Jakarta (Greeners) – Perubahan Iklim mengancam keberadaan satwa liar. Hal ini berdampak buruk terhadap distribusi, penyebaran, perilaku dan daya hidup satwa liar di habitatnya. Oleh karenanya perlu pemanfaatan teknologi untuk melakukan restorasi habitat satwa di alam.
Ini menjadi pengingat dan dorongan dalam peringatan #GlobalTigerDay pada 29 Juli lalu dan Konservasi Alam Nasional (HKAN) pada 10 Agustus mendatang.

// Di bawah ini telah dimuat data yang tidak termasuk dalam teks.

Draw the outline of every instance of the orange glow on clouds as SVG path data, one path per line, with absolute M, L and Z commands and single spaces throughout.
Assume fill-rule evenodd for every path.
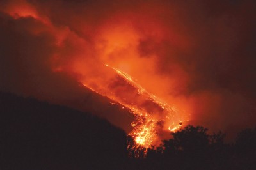
M 254 94 L 255 88 L 248 80 L 255 79 L 252 75 L 255 65 L 251 62 L 255 55 L 244 54 L 253 50 L 246 49 L 252 47 L 244 42 L 250 40 L 247 35 L 250 29 L 243 26 L 250 27 L 254 22 L 253 15 L 243 8 L 236 8 L 234 3 L 230 10 L 218 8 L 224 11 L 215 13 L 215 8 L 215 8 L 208 1 L 200 5 L 201 1 L 121 1 L 106 6 L 89 1 L 0 2 L 2 17 L 15 26 L 12 25 L 10 33 L 20 35 L 19 40 L 30 42 L 28 45 L 38 43 L 44 47 L 30 49 L 27 43 L 18 42 L 13 51 L 26 54 L 20 58 L 30 57 L 20 65 L 47 70 L 38 71 L 46 80 L 50 73 L 65 74 L 83 88 L 81 84 L 111 99 L 109 102 L 128 108 L 135 118 L 129 132 L 145 147 L 159 144 L 166 134 L 169 137 L 170 132 L 180 128 L 181 123 L 183 126 L 194 121 L 196 125 L 220 130 L 227 127 L 228 118 L 239 123 L 244 112 L 253 112 L 254 102 L 248 96 Z M 243 9 L 250 6 L 241 3 Z M 243 24 L 237 24 L 240 22 Z M 13 37 L 15 43 L 16 38 Z M 242 56 L 248 61 L 241 59 Z M 39 76 L 34 76 L 36 82 Z M 35 88 L 36 93 L 40 93 L 40 87 Z M 246 115 L 253 124 L 253 116 Z

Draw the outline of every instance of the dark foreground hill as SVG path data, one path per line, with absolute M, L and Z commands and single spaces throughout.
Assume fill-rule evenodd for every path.
M 120 169 L 127 161 L 125 132 L 90 114 L 0 93 L 0 169 Z

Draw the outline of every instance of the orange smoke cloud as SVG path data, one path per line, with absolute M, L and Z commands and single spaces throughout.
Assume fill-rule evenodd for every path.
M 24 0 L 0 5 L 1 71 L 8 74 L 1 74 L 1 90 L 95 112 L 131 131 L 138 115 L 125 116 L 127 110 L 109 106 L 83 84 L 126 107 L 152 111 L 161 122 L 159 136 L 180 121 L 213 130 L 255 124 L 252 1 Z M 168 114 L 106 64 L 175 106 L 175 118 L 163 123 Z

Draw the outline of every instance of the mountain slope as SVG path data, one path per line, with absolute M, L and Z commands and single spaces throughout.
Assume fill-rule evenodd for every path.
M 126 160 L 122 130 L 72 109 L 0 93 L 0 125 L 1 169 L 118 169 Z

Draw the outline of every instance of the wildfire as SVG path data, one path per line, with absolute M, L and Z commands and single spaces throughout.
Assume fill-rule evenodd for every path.
M 135 94 L 131 98 L 124 97 L 115 92 L 114 89 L 111 93 L 107 90 L 97 89 L 84 83 L 84 86 L 92 91 L 106 96 L 115 102 L 128 108 L 136 118 L 131 123 L 134 127 L 129 135 L 134 139 L 136 145 L 131 146 L 136 151 L 139 151 L 141 147 L 147 149 L 152 146 L 157 138 L 157 133 L 161 130 L 174 132 L 182 126 L 181 117 L 178 114 L 178 110 L 172 105 L 161 100 L 156 95 L 144 89 L 131 75 L 116 68 L 111 67 L 106 64 L 107 67 L 114 70 L 116 76 L 122 77 L 122 86 L 127 87 L 129 91 L 125 93 Z M 134 93 L 136 92 L 136 93 Z M 170 124 L 167 129 L 163 129 L 165 124 Z

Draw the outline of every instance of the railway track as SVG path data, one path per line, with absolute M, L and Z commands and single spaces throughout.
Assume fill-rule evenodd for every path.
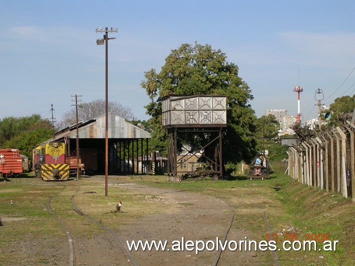
M 76 189 L 76 191 L 74 191 L 74 190 Z M 79 216 L 78 216 L 78 217 L 80 217 L 81 218 L 81 219 L 84 218 L 87 221 L 86 222 L 89 222 L 90 221 L 89 223 L 91 224 L 90 226 L 100 226 L 100 228 L 103 228 L 103 230 L 107 232 L 108 234 L 110 234 L 112 240 L 114 240 L 113 242 L 114 242 L 116 246 L 110 246 L 110 248 L 112 250 L 116 251 L 118 250 L 121 250 L 120 259 L 118 258 L 118 256 L 116 254 L 112 255 L 114 256 L 114 258 L 113 258 L 112 259 L 112 262 L 113 262 L 112 264 L 114 264 L 115 263 L 118 263 L 118 262 L 120 262 L 120 264 L 123 264 L 124 260 L 126 260 L 126 265 L 137 265 L 134 258 L 130 254 L 127 248 L 126 248 L 122 241 L 114 230 L 102 224 L 100 222 L 100 220 L 98 221 L 96 220 L 92 217 L 84 213 L 82 210 L 79 208 L 76 204 L 75 200 L 76 196 L 78 194 L 80 190 L 80 188 L 78 186 L 73 186 L 72 185 L 64 186 L 62 189 L 57 194 L 52 196 L 52 198 L 48 200 L 48 211 L 54 216 L 54 217 L 56 218 L 58 222 L 63 228 L 65 233 L 66 234 L 68 240 L 68 246 L 69 247 L 69 254 L 68 256 L 68 264 L 74 266 L 80 264 L 80 263 L 79 263 L 80 260 L 78 259 L 78 257 L 80 257 L 80 256 L 82 257 L 82 254 L 80 255 L 80 252 L 82 254 L 82 250 L 80 250 L 80 248 L 82 248 L 80 246 L 80 244 L 78 244 L 78 241 L 76 240 L 76 236 L 75 234 L 75 230 L 70 226 L 70 224 L 68 221 L 66 220 L 66 219 L 60 218 L 59 216 L 56 214 L 56 210 L 54 208 L 54 210 L 52 208 L 51 208 L 51 202 L 52 202 L 54 200 L 62 200 L 63 198 L 66 197 L 66 202 L 67 203 L 67 205 L 68 206 L 67 210 L 66 210 L 66 212 L 72 211 L 73 212 L 75 212 L 75 213 L 78 214 Z M 185 190 L 181 190 L 174 192 L 183 192 Z M 64 192 L 66 194 L 65 196 L 63 195 Z M 170 192 L 164 192 L 162 194 L 167 194 Z M 222 200 L 226 202 L 226 204 L 229 206 L 230 210 L 231 210 L 230 214 L 229 216 L 226 217 L 226 220 L 228 221 L 228 225 L 224 229 L 224 233 L 222 240 L 222 242 L 224 242 L 228 236 L 228 234 L 230 232 L 230 230 L 232 228 L 232 224 L 233 224 L 234 220 L 234 216 L 236 211 L 238 210 L 238 208 L 234 206 L 232 202 L 228 201 L 228 199 L 221 196 L 218 198 L 219 198 L 220 200 Z M 265 210 L 256 203 L 253 202 L 250 200 L 248 200 L 248 201 L 250 202 L 255 206 L 257 206 L 258 208 L 260 210 L 260 212 L 262 212 L 267 230 L 268 232 L 270 233 L 270 226 L 268 222 L 267 216 Z M 231 235 L 230 236 L 230 238 L 231 239 L 233 239 L 233 236 Z M 112 243 L 113 242 L 112 242 Z M 110 244 L 108 246 L 110 246 Z M 98 244 L 97 247 L 96 248 L 97 248 L 98 250 L 100 250 L 102 248 L 102 247 L 100 244 Z M 223 264 L 224 259 L 222 256 L 224 252 L 226 252 L 222 251 L 222 249 L 218 250 L 214 257 L 212 258 L 211 260 L 213 260 L 213 261 L 211 261 L 211 265 L 216 266 L 218 265 Z M 275 266 L 278 266 L 278 262 L 276 252 L 271 252 L 271 254 L 273 258 L 274 265 Z M 228 256 L 230 256 L 228 254 L 226 254 L 226 255 Z M 138 258 L 136 258 L 138 259 Z M 140 258 L 140 260 L 142 260 L 142 258 Z
M 224 234 L 223 236 L 222 242 L 224 242 L 226 240 L 228 236 L 228 233 L 229 232 L 230 230 L 232 228 L 232 226 L 233 223 L 233 220 L 234 220 L 234 217 L 236 214 L 236 207 L 234 207 L 234 206 L 233 205 L 233 204 L 232 203 L 230 202 L 226 198 L 221 198 L 221 197 L 219 197 L 219 198 L 220 199 L 224 200 L 225 202 L 226 202 L 230 206 L 231 209 L 232 210 L 232 214 L 230 216 L 230 222 L 229 222 L 228 225 L 226 230 L 226 231 L 224 232 Z M 265 226 L 266 226 L 267 232 L 268 234 L 272 234 L 271 228 L 270 228 L 270 226 L 268 224 L 268 216 L 266 214 L 266 212 L 258 204 L 256 204 L 256 203 L 250 200 L 246 200 L 248 201 L 249 202 L 250 202 L 252 204 L 256 206 L 259 210 L 260 210 L 261 212 L 262 212 L 263 216 L 264 216 L 264 220 L 265 222 Z M 212 266 L 216 266 L 218 264 L 220 259 L 220 258 L 221 254 L 222 252 L 222 250 L 220 250 L 217 252 L 217 254 L 214 260 L 214 262 L 212 264 Z M 278 256 L 276 254 L 276 251 L 270 251 L 270 252 L 271 252 L 271 255 L 272 257 L 272 260 L 274 262 L 274 266 L 279 266 L 280 264 L 278 262 Z
M 66 234 L 68 239 L 68 265 L 74 266 L 74 265 L 76 265 L 80 264 L 80 262 L 78 262 L 78 258 L 82 256 L 81 254 L 84 253 L 84 250 L 80 250 L 82 248 L 80 247 L 80 245 L 78 244 L 78 241 L 77 242 L 76 240 L 76 236 L 75 231 L 73 229 L 72 223 L 70 223 L 68 220 L 66 220 L 65 218 L 60 218 L 60 216 L 58 214 L 56 213 L 58 212 L 57 211 L 55 208 L 53 209 L 51 208 L 51 202 L 53 202 L 54 200 L 55 200 L 57 198 L 59 198 L 60 196 L 63 194 L 63 192 L 65 190 L 68 190 L 68 186 L 64 186 L 63 187 L 62 189 L 60 190 L 56 195 L 52 196 L 48 200 L 47 202 L 47 207 L 48 212 L 56 220 L 62 227 L 62 228 L 64 229 L 64 230 L 65 231 L 65 232 Z M 75 196 L 80 190 L 80 188 L 78 186 L 76 186 L 76 187 L 78 188 L 74 194 L 72 193 L 72 192 L 71 193 L 72 194 L 70 196 L 70 203 L 69 204 L 68 204 L 68 206 L 69 206 L 69 210 L 66 210 L 67 212 L 72 210 L 73 212 L 75 212 L 79 214 L 80 216 L 84 217 L 86 220 L 90 220 L 92 222 L 93 222 L 92 224 L 92 226 L 96 227 L 100 226 L 100 228 L 102 228 L 104 230 L 104 231 L 107 232 L 107 233 L 108 233 L 108 234 L 110 236 L 112 240 L 114 240 L 114 241 L 113 241 L 113 242 L 114 242 L 116 244 L 116 246 L 112 246 L 112 242 L 110 242 L 110 244 L 108 245 L 110 247 L 110 248 L 111 249 L 111 250 L 109 251 L 110 251 L 110 254 L 112 254 L 112 258 L 108 258 L 107 256 L 106 256 L 104 257 L 104 260 L 106 260 L 106 262 L 108 262 L 111 261 L 111 262 L 110 262 L 109 263 L 111 264 L 122 264 L 123 262 L 122 261 L 122 258 L 124 256 L 125 258 L 124 260 L 127 262 L 127 265 L 132 265 L 134 266 L 136 266 L 136 264 L 135 262 L 133 257 L 130 253 L 129 250 L 128 250 L 124 246 L 124 242 L 120 240 L 120 237 L 112 230 L 102 224 L 100 221 L 98 221 L 94 218 L 88 215 L 88 214 L 84 213 L 78 207 L 75 202 Z M 70 188 L 73 188 L 74 186 L 70 186 Z M 60 197 L 60 198 L 63 198 L 64 197 Z M 67 198 L 68 198 L 68 197 L 67 197 Z M 62 200 L 62 198 L 60 200 Z M 67 203 L 68 203 L 68 200 L 66 200 L 66 201 Z M 100 250 L 100 249 L 102 249 L 102 242 L 96 243 L 94 244 L 96 244 L 97 246 L 93 247 L 94 250 Z M 118 256 L 117 254 L 115 254 L 115 252 L 117 253 L 116 250 L 118 250 L 118 250 L 122 250 L 120 256 Z M 97 258 L 97 260 L 98 261 L 99 261 L 100 260 L 100 258 Z M 86 263 L 84 263 L 84 264 L 86 264 Z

Selain itu juga perayaan hari gajah dan orang utan sedunia pada 12 dan 19 Agustus mendatang.
Guru Besar Fakultas Kehutanan dan Lingkungan IPB Hadi Sukadi Alikodra mengatakan, posisi Indonesia yang berada dalam paparan Sunda, Malaysia dan Sahul membuat negeri ini berpotensi memiliki keanekaragaman satwa melimpah dari Sabang hingga Merauke.
Akan tetapi, seiring dengan perubahan iklim dan kenaikan suhu panas bumi berdampak serius pada satwa liar.

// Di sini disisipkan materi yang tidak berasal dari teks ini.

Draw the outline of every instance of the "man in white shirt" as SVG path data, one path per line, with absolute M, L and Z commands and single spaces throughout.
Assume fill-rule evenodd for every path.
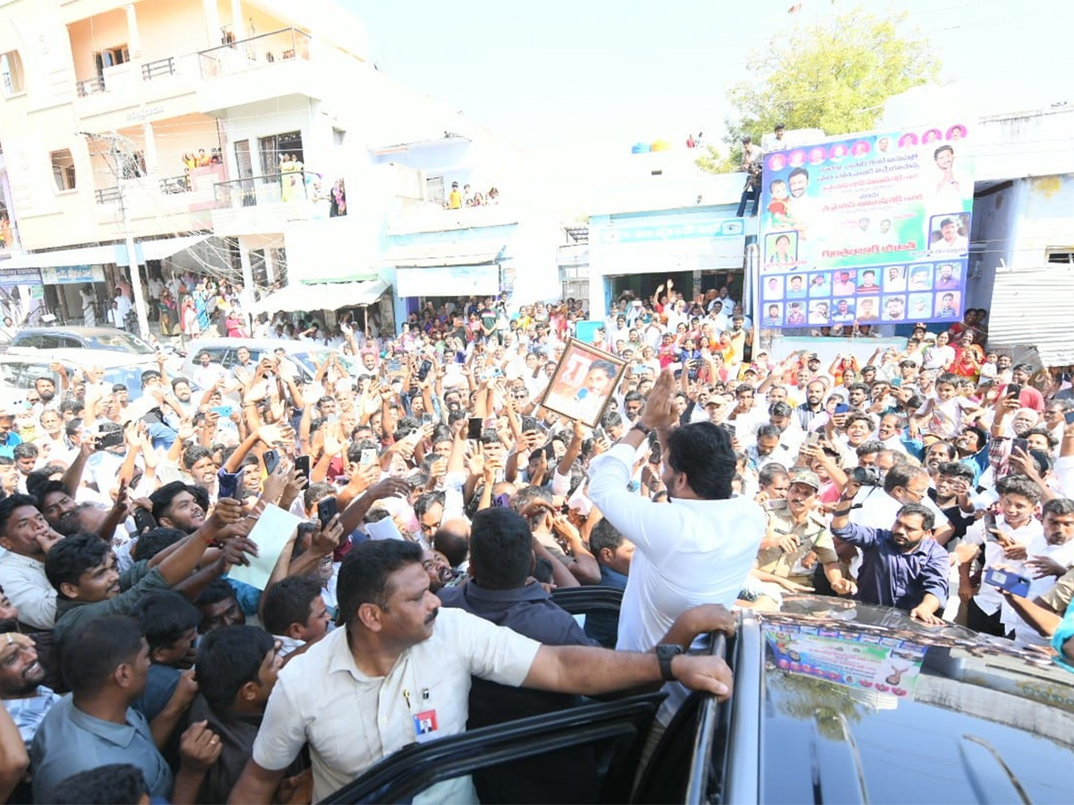
M 619 648 L 652 648 L 691 606 L 734 604 L 765 536 L 760 508 L 731 498 L 735 453 L 727 431 L 709 422 L 674 427 L 677 420 L 674 379 L 665 370 L 638 422 L 591 466 L 590 499 L 635 544 Z M 636 451 L 653 430 L 664 445 L 670 504 L 627 489 Z
M 441 611 L 422 548 L 412 542 L 352 547 L 337 594 L 346 627 L 280 672 L 231 802 L 272 802 L 307 743 L 313 799 L 320 802 L 409 744 L 463 732 L 471 675 L 583 694 L 668 677 L 721 698 L 730 692 L 730 672 L 713 657 L 680 655 L 673 646 L 628 654 L 542 645 L 462 610 Z M 476 792 L 469 777 L 461 777 L 416 802 L 476 802 Z

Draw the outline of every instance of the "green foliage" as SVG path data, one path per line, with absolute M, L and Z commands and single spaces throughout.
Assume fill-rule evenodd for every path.
M 788 130 L 823 129 L 828 135 L 868 131 L 884 102 L 937 77 L 940 62 L 928 40 L 905 31 L 906 14 L 880 17 L 862 6 L 786 29 L 754 50 L 751 77 L 732 86 L 728 100 L 737 120 L 727 121 L 731 151 L 723 160 L 698 160 L 713 173 L 738 170 L 741 138 L 755 143 L 775 123 Z M 722 170 L 714 170 L 714 169 Z

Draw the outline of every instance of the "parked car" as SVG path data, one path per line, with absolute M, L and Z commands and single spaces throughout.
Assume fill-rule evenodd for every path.
M 245 347 L 250 351 L 250 361 L 257 365 L 262 356 L 275 356 L 276 350 L 284 350 L 287 360 L 295 367 L 295 377 L 303 382 L 313 382 L 317 375 L 317 367 L 323 364 L 330 353 L 335 352 L 339 363 L 344 368 L 357 377 L 358 366 L 349 355 L 342 354 L 338 350 L 329 347 L 311 343 L 310 341 L 288 341 L 274 338 L 200 338 L 191 341 L 187 346 L 186 358 L 183 361 L 183 375 L 191 377 L 198 368 L 198 356 L 202 352 L 208 352 L 209 358 L 215 364 L 220 364 L 224 369 L 231 370 L 238 365 L 238 348 Z
M 714 644 L 735 672 L 731 700 L 692 694 L 633 793 L 658 694 L 413 745 L 325 802 L 409 802 L 445 779 L 583 744 L 606 772 L 601 802 L 1071 799 L 1074 674 L 1042 654 L 818 596 L 745 612 L 736 636 Z
M 79 368 L 102 366 L 104 381 L 112 385 L 122 383 L 130 391 L 131 397 L 137 397 L 142 393 L 142 372 L 158 368 L 156 353 L 132 355 L 127 352 L 88 349 L 6 352 L 0 355 L 0 386 L 14 391 L 27 390 L 33 387 L 33 381 L 38 378 L 50 377 L 59 389 L 59 376 L 48 368 L 55 362 L 63 365 L 68 377 L 72 377 Z
M 151 346 L 133 333 L 115 327 L 26 327 L 11 339 L 9 352 L 27 349 L 90 349 L 153 355 Z

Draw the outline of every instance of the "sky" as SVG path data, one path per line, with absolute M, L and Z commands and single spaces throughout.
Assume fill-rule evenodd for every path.
M 751 47 L 843 0 L 335 0 L 367 28 L 379 69 L 534 151 L 719 140 L 726 88 Z M 906 11 L 943 61 L 941 79 L 983 112 L 1074 102 L 1062 0 L 874 0 Z

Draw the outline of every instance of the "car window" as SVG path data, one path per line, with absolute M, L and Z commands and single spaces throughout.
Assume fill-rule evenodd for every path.
M 119 330 L 115 333 L 95 335 L 89 339 L 89 343 L 93 349 L 130 352 L 135 355 L 151 355 L 155 352 L 153 347 L 137 336 Z

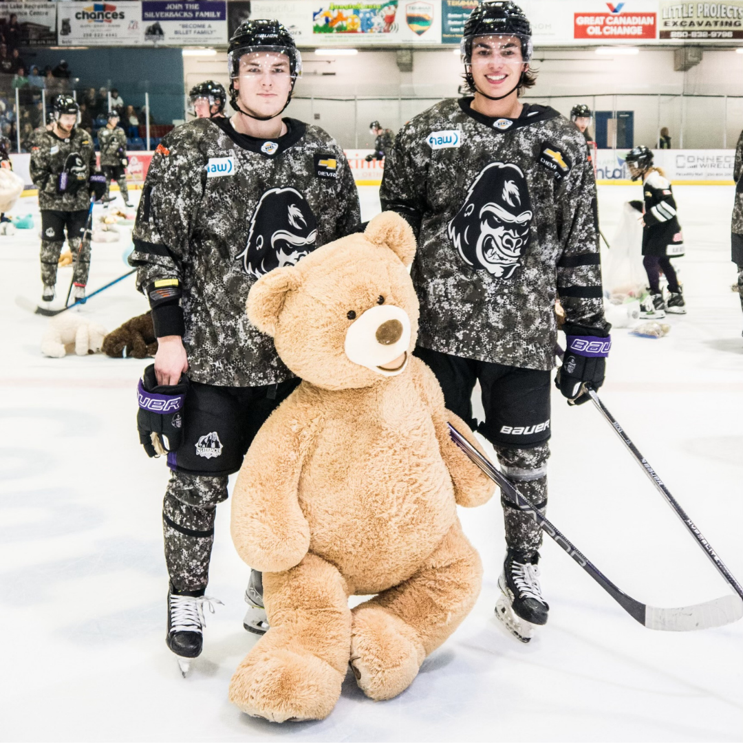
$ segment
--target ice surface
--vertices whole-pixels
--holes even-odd
[[[364,218],[379,209],[362,189]],[[743,316],[730,291],[733,189],[678,186],[689,314],[649,340],[614,334],[607,406],[733,572],[743,579]],[[600,189],[604,234],[639,186]],[[96,207],[96,213],[101,207]],[[24,199],[17,214],[33,212]],[[37,220],[36,228],[39,224]],[[94,245],[89,287],[123,273],[128,242]],[[227,701],[256,641],[242,629],[247,568],[218,509],[204,654],[183,679],[164,643],[160,529],[167,472],[134,426],[145,366],[103,356],[46,359],[36,299],[36,230],[0,236],[4,340],[0,385],[0,616],[3,740],[740,741],[743,625],[692,633],[640,626],[550,540],[542,585],[550,621],[528,646],[493,617],[503,553],[494,499],[461,510],[485,577],[479,602],[410,688],[375,703],[349,674],[325,721],[283,726]],[[66,292],[70,269],[59,271]],[[133,279],[82,313],[109,329],[146,309]],[[554,397],[549,516],[623,590],[659,606],[727,590],[591,406]]]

“Saya sangat khawatir dengan keberlanjutan satwa liar. Jangan perubahan iklim ini menyebabkan collapse,” katanya dalam webinar Restorasi Ekosistem Satwa Liar, Kamis (4/7).
Hadi menyebut, saat ini dampak perubahan iklim terhadap satwa liar sudah dapat kita lihat, baik dari segi pakan maupun habitatnya. Misalnya, banyaknya badak dan orang utan yang kekurangan pangan.
Rendahnya kerapatan pohon membuat bekantan yang biasa hidup eksisting meloncat terpaksa harus turun terlebih dulu ke tanah sebelum meloncat naik lagi.
Jangan Lagi Business as Usual
Selain itu kekeringan akibat perubahan iklim juga memicu terjadinya kebakaran hutan dan lahan. Hadi mengungkapkan, tantangan utama restorasi akibat kebakaran hutan di antaranya berkurangnya sumber-sumber air, kematian pohon hingga berkurangnya sumber pakan satwa liar.
Agar tak memperparah perubahan iklim, ia menekankan agar tak lagi menerapkan business as usual. Selain itu, ia juga menyorot percepatan restorasi berbasis teknologi yang sesuai untuk ekosistem satwa liar.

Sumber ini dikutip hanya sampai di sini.